そんな俊介と入れ替わるように落ちぶれていく喜久雄。台詞もないような端役に押しやられた彼は、役欲しさに大御所の娘に手を出し、歌舞伎界を追い出されてしまいます。血を持たない喜久雄は血を凌駕するほどの芸を手に入れなければなりません。それがどれほど困難なことか。切羽詰まって卑怯な手段に出てしまった喜久雄に同情もします。以前、俊介に「芸があるやないか」と喜久雄は励ましてもらいましたが、逆を言えば喜久雄には「芸以外無い」んですから。
追放された喜久雄は地方のドサ回りで日銭を稼ぐように。その様子は「舞台に立つ」というより「しがみついている」という表現の方がしっくりきます。落ちぶれても、絶望しても、それでも歌舞伎を手放せない喜久雄。屋上で喜久雄が1人踊る場面は、見ていて喜久雄が正気ではいられなくなったのではないかとゾッとするほどでした。
どん底まで堕ち切った喜久雄を、歌舞伎界に引き戻したのは万菊でした。追放されてもなお歌舞伎を捨てなかった喜久雄を、万菊は役者として認めたのかもしれません。そしてきっと「いつか呼び戻す」と言っていた俊介も、喜久雄の復帰に尽力していたはず。喜久雄は芸を極めた万菊と名門の後を継いで当主となった俊介の後ろ盾を得たことで、歌舞伎界に復帰することができたんです。
しかしここでポイントになるのが、喜久雄が結んでいた悪魔との契約です。喜久雄が若い時に関係を持った芸者との娘と一緒にいる時に、投げ銭もせずにふらっとお参りする場面があります。そこで喜久雄は娘に「日本一の歌舞伎役者にしてくれ。その代わり他の何もいらないと悪魔と取引をした」と言ってるんです。喜久雄がどこまで本気でそう願っていたか分かりませんし、子ども相手に冗談のつもりだったかもしれません。しかし悪魔との契約は、着々と実行されていきます。
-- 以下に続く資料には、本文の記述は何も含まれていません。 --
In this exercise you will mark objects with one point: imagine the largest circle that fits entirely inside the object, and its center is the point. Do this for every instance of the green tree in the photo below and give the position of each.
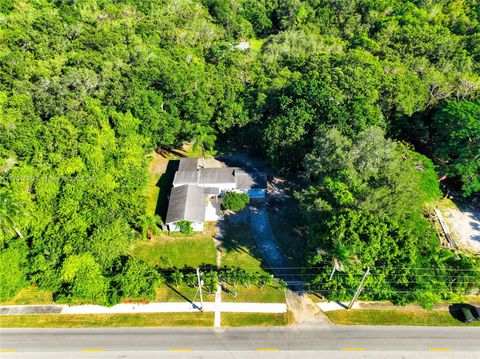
(457, 142)
(235, 201)
(83, 280)
(13, 270)
(185, 227)
(204, 139)
(10, 211)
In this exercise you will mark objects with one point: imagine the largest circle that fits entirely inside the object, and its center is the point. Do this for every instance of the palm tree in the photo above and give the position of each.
(9, 212)
(204, 138)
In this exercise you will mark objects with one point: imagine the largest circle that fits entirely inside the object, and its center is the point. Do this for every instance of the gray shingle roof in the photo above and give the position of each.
(188, 164)
(211, 190)
(186, 203)
(185, 177)
(216, 175)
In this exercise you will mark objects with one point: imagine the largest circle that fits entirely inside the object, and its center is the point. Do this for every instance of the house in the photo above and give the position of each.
(196, 192)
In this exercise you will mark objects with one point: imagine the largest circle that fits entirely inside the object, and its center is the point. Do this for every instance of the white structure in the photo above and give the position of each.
(196, 190)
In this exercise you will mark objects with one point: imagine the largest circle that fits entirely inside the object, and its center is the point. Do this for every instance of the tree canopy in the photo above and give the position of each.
(327, 91)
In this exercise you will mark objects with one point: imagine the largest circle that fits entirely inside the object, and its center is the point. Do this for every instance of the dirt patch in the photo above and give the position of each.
(464, 221)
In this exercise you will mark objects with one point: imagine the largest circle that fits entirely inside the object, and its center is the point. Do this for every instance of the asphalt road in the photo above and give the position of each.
(294, 342)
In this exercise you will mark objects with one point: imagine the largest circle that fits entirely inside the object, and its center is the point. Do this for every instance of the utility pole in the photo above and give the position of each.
(359, 289)
(200, 289)
(332, 273)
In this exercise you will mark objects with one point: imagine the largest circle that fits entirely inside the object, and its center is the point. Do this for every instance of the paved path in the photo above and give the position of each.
(304, 342)
(174, 307)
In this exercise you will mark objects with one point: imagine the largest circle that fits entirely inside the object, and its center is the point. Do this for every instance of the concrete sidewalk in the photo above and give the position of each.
(174, 307)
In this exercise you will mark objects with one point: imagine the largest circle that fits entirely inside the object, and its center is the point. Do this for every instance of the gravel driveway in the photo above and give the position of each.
(266, 242)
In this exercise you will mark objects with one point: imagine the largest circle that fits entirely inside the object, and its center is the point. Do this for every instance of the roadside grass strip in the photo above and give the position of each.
(353, 349)
(180, 350)
(267, 349)
(439, 349)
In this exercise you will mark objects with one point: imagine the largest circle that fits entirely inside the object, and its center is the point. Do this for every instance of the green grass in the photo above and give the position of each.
(167, 251)
(239, 248)
(288, 230)
(256, 44)
(182, 293)
(108, 320)
(395, 317)
(31, 295)
(256, 319)
(253, 294)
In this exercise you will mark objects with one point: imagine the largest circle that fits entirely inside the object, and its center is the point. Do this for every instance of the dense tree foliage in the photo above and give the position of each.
(235, 201)
(88, 88)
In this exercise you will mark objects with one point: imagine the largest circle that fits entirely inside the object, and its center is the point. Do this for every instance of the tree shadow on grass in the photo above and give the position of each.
(456, 310)
(165, 185)
(236, 237)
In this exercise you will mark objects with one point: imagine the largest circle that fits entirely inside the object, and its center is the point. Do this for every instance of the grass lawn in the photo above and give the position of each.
(256, 44)
(31, 295)
(253, 294)
(256, 319)
(183, 293)
(176, 250)
(239, 248)
(395, 317)
(288, 230)
(108, 320)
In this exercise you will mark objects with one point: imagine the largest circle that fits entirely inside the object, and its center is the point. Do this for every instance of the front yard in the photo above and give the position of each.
(177, 250)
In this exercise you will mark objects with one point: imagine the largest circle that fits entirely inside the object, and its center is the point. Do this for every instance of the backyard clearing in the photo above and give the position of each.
(464, 220)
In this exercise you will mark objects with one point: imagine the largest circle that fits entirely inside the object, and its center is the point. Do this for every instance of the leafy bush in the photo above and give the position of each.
(235, 201)
(83, 280)
(185, 227)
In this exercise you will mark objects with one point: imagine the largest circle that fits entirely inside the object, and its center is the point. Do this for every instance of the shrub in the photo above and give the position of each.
(235, 201)
(83, 280)
(185, 227)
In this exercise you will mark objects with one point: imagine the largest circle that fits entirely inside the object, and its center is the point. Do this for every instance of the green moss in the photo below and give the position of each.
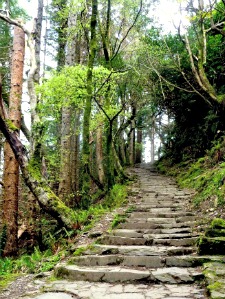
(218, 223)
(11, 125)
(118, 219)
(5, 280)
(216, 286)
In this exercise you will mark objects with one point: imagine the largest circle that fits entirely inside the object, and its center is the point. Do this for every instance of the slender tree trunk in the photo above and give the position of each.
(99, 154)
(132, 144)
(139, 146)
(152, 140)
(32, 176)
(11, 167)
(75, 161)
(65, 170)
(88, 106)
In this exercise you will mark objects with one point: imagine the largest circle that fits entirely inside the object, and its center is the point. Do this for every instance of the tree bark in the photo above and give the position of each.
(32, 176)
(138, 157)
(99, 154)
(88, 106)
(11, 167)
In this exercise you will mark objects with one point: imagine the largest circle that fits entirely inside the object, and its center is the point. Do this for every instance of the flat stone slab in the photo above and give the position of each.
(94, 290)
(152, 225)
(139, 233)
(51, 295)
(140, 250)
(161, 214)
(173, 275)
(149, 240)
(144, 261)
(128, 261)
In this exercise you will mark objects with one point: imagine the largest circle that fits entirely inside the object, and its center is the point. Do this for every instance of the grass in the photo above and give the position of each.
(39, 261)
(206, 175)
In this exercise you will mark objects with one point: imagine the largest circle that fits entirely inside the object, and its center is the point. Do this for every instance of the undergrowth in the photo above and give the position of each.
(37, 262)
(59, 240)
(206, 175)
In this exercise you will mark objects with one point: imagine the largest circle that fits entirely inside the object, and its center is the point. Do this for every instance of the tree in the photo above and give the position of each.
(11, 167)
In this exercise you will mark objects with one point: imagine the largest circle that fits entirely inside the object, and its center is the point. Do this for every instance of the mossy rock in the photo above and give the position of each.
(212, 246)
(218, 223)
(215, 279)
(215, 232)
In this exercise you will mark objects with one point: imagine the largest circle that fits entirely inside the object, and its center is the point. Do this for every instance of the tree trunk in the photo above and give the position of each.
(75, 161)
(132, 143)
(88, 106)
(152, 140)
(32, 176)
(138, 157)
(65, 171)
(11, 167)
(99, 154)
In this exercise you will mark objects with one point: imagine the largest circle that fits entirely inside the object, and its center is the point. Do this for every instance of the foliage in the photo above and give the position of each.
(206, 175)
(35, 263)
(119, 218)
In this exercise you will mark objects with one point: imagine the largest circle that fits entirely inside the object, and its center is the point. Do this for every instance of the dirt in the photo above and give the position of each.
(25, 283)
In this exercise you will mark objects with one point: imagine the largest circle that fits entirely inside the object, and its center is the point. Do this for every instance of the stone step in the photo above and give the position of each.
(162, 219)
(152, 225)
(161, 214)
(138, 233)
(162, 210)
(152, 220)
(148, 240)
(146, 206)
(115, 274)
(139, 250)
(144, 261)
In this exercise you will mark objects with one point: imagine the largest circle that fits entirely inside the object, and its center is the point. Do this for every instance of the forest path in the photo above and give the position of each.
(150, 256)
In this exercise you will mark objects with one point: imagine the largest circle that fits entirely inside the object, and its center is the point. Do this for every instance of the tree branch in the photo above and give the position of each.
(128, 31)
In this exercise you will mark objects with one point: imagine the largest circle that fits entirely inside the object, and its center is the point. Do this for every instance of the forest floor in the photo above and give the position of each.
(155, 190)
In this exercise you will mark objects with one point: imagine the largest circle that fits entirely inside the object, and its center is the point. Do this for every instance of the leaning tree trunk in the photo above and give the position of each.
(32, 176)
(88, 107)
(138, 156)
(11, 166)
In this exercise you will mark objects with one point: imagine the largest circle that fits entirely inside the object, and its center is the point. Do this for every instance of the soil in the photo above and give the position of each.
(25, 284)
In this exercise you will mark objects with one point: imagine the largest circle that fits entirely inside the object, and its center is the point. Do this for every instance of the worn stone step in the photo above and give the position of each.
(148, 240)
(161, 214)
(157, 219)
(146, 206)
(140, 250)
(144, 261)
(152, 225)
(152, 220)
(138, 233)
(172, 275)
(162, 210)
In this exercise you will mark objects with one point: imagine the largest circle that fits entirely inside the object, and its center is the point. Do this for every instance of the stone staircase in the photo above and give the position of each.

喜久雄はまず、部屋子でありながら花井半二郎を襲名するという幸運と引き換えに、家族を失うことになりました。襲名披露で幼い自分の娘が何度も呼びかけているのに、喜久雄は一切応えようとしません。娘をも切り捨て歌舞伎役者として成り上がろうとする覚悟と冷酷さが同時に感じられます。しかし彼は父親にも等しい存在である白虎を喪ってしまうのです。
そしてまた、歌舞伎界に復帰するその大きな幸運と引き換えに、俊介が病で命を落としてしまうことになります。子供の頃から共に稽古に励み、血と芸の重みに押し潰されて一度は歌舞伎界から離れても、歌舞伎を手放さずに舞台に戻ってきた2人。半二郎と半弥という、2人合わせて一つとなる彼らの名前が示すように、もはや彼らの関係は同志を超え、誰よりも深く通じ合うことのできる半身のような存在となっていました。そんな俊介を喪った喜久雄に残されたのは、ただ歌舞伎のみなんですよね。命を削ってまで舞台に立ち続けた俊介のように、喜久雄は命をかけて歌舞伎に向き合う覚悟をしたのではないでしょうか。
その後、日本一の歌舞伎役者になるために全てを捨てて芸を極め、人間国宝となった喜久雄。吉沢亮さんの老けメイクがガッツリとはされていないため、あまり老けて見えないなーと思ったんですよ。歌舞伎界の重鎮となったのなら、威厳というか凄みというか、そういうものがもっと感じられてもいいんじゃないか? と。
でも、その後に鷺娘を舞う喜久雄の姿を見て、ちょっと考えが変わりました。「鷺娘」という演目は、人に恋をしてしまった鷺の精が人間の娘に姿を変えて舞うというもの。道ならぬ恋のために堕ちた地獄の苦しみにもがき、最後には力尽きてしまいます。鷺の精として舞うこの時すでに、喜久雄は人の世から離れて美しい別の何者かになってしまっていたのではないでしょうか。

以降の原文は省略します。